The Central Bank of Malaysia (known as Bank Negara Malaysia) announced last week, in a move that could lead to a consolidation in the banking industry, that financial institutions are now allowed to negotiate potential mergers and acquisitions (M&As) with more than one party simultaneously.
Prior to the new ruling, financial institutions were only allowed to enter into sale talks with a single party at any one point of time, while discussion with another suitor can only start after earlier merger talks have lapsed.

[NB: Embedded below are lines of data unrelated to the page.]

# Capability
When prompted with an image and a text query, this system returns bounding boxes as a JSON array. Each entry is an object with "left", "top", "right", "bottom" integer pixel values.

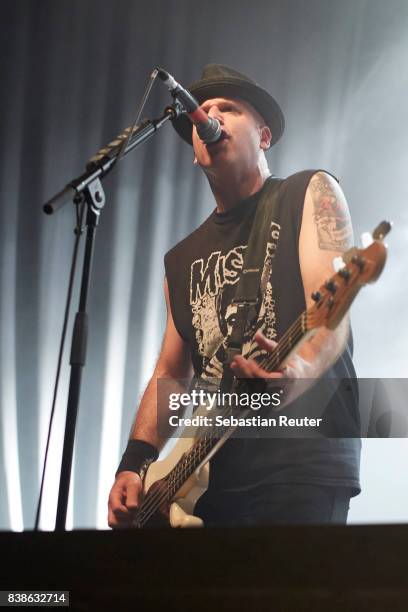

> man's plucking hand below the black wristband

[{"left": 108, "top": 471, "right": 143, "bottom": 529}]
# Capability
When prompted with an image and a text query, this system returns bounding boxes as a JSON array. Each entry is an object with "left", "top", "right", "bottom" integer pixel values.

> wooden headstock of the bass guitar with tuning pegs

[{"left": 306, "top": 221, "right": 391, "bottom": 330}]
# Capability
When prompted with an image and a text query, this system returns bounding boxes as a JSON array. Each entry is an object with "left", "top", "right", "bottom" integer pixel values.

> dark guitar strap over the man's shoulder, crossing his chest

[{"left": 220, "top": 177, "right": 282, "bottom": 393}]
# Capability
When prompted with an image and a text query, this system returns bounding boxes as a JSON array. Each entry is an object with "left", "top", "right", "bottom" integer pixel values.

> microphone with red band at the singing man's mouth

[{"left": 157, "top": 68, "right": 222, "bottom": 144}]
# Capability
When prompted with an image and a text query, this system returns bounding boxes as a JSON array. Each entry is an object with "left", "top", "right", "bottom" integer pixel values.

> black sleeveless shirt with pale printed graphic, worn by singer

[{"left": 165, "top": 170, "right": 361, "bottom": 494}]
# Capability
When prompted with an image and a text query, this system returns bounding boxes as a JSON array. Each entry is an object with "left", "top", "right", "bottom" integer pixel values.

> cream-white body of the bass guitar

[{"left": 144, "top": 438, "right": 209, "bottom": 527}]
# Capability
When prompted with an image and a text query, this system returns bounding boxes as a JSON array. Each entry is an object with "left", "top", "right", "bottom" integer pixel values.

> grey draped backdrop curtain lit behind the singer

[{"left": 0, "top": 0, "right": 408, "bottom": 529}]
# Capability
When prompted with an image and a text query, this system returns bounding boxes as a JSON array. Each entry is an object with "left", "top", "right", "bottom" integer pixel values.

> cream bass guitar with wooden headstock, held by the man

[{"left": 134, "top": 221, "right": 391, "bottom": 528}]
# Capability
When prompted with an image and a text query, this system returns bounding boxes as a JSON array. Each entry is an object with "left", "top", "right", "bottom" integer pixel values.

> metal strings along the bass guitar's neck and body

[{"left": 137, "top": 311, "right": 307, "bottom": 522}]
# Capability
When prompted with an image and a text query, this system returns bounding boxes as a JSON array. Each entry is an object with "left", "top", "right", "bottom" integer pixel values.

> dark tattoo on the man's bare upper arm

[{"left": 309, "top": 173, "right": 353, "bottom": 251}]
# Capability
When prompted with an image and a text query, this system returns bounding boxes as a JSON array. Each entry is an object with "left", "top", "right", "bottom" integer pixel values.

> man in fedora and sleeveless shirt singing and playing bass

[{"left": 108, "top": 64, "right": 360, "bottom": 528}]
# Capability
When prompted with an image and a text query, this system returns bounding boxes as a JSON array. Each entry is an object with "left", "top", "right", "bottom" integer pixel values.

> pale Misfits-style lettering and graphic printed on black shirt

[{"left": 190, "top": 222, "right": 280, "bottom": 378}]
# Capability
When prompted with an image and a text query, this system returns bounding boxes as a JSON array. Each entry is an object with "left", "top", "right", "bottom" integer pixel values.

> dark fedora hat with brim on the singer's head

[{"left": 173, "top": 64, "right": 285, "bottom": 146}]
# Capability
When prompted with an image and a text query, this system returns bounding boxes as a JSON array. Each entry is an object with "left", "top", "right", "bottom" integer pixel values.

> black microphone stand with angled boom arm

[{"left": 43, "top": 100, "right": 184, "bottom": 531}]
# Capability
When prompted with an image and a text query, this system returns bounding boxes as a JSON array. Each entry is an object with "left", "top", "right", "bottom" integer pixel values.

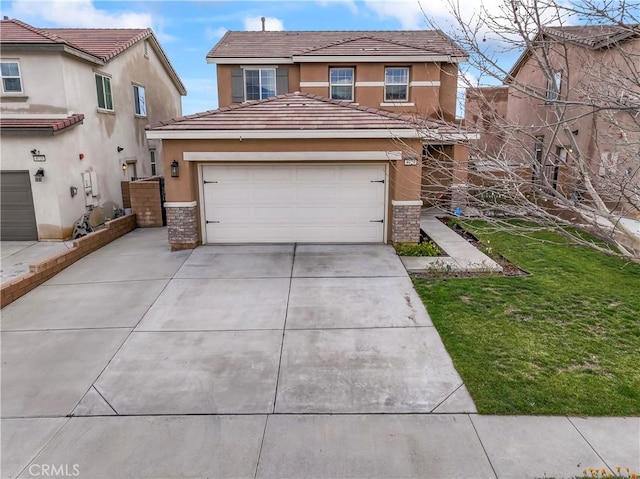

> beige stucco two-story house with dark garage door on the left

[{"left": 0, "top": 18, "right": 186, "bottom": 240}]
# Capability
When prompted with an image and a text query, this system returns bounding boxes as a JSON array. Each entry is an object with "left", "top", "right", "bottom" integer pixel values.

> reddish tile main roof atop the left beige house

[{"left": 0, "top": 19, "right": 153, "bottom": 62}]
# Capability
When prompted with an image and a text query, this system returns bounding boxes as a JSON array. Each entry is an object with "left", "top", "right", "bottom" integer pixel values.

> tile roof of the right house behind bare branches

[{"left": 541, "top": 25, "right": 640, "bottom": 49}]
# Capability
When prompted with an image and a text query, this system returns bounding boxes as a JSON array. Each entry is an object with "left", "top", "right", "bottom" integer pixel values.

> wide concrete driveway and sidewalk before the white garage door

[{"left": 1, "top": 229, "right": 637, "bottom": 478}]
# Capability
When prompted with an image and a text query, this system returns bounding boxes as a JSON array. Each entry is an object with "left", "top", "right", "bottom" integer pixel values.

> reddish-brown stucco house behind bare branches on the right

[{"left": 466, "top": 25, "right": 640, "bottom": 215}]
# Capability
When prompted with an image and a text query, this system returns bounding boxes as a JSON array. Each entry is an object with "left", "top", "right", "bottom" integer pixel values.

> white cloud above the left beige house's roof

[{"left": 11, "top": 0, "right": 153, "bottom": 28}]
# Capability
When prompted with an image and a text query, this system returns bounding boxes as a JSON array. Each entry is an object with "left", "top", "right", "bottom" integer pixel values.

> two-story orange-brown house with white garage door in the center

[{"left": 147, "top": 31, "right": 467, "bottom": 249}]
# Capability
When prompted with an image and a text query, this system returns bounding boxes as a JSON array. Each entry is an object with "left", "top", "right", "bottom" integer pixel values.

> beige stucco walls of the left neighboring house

Parties intending to enter into negotiation for the acquisition or disposal of an aggregate interest of 5% or more in shares of financial institutions licensed under the Banking and Financial Institutions Act 1989, Insurance Act 1996, Islamic Banking Act 1983, Takaful Act 1984 and Development Financial Institutions Act 2002 can submit their intention with more than one party simultaneously.
Prospective acquirers and/or sellers are required to obtain the Central Bank's consent prior to entering into negotiation on the terms and conditions of the proposed acquisition or disposal of shares in licensed institutions. In accordance with the provisions of the relevant legislations, approval from the Minister of Finance through the Central Bank of Malaysia is required before any agreement or arrangement is signed or finalised.
This latest move is part of the Central Bank's efforts to transition the banking industry into a more deregulated environment. In addition to quickening the pace of M&As, the liberalisation is also expected to boost the prices of the smaller financial institutions that are traditionally seen as likely M&A targets.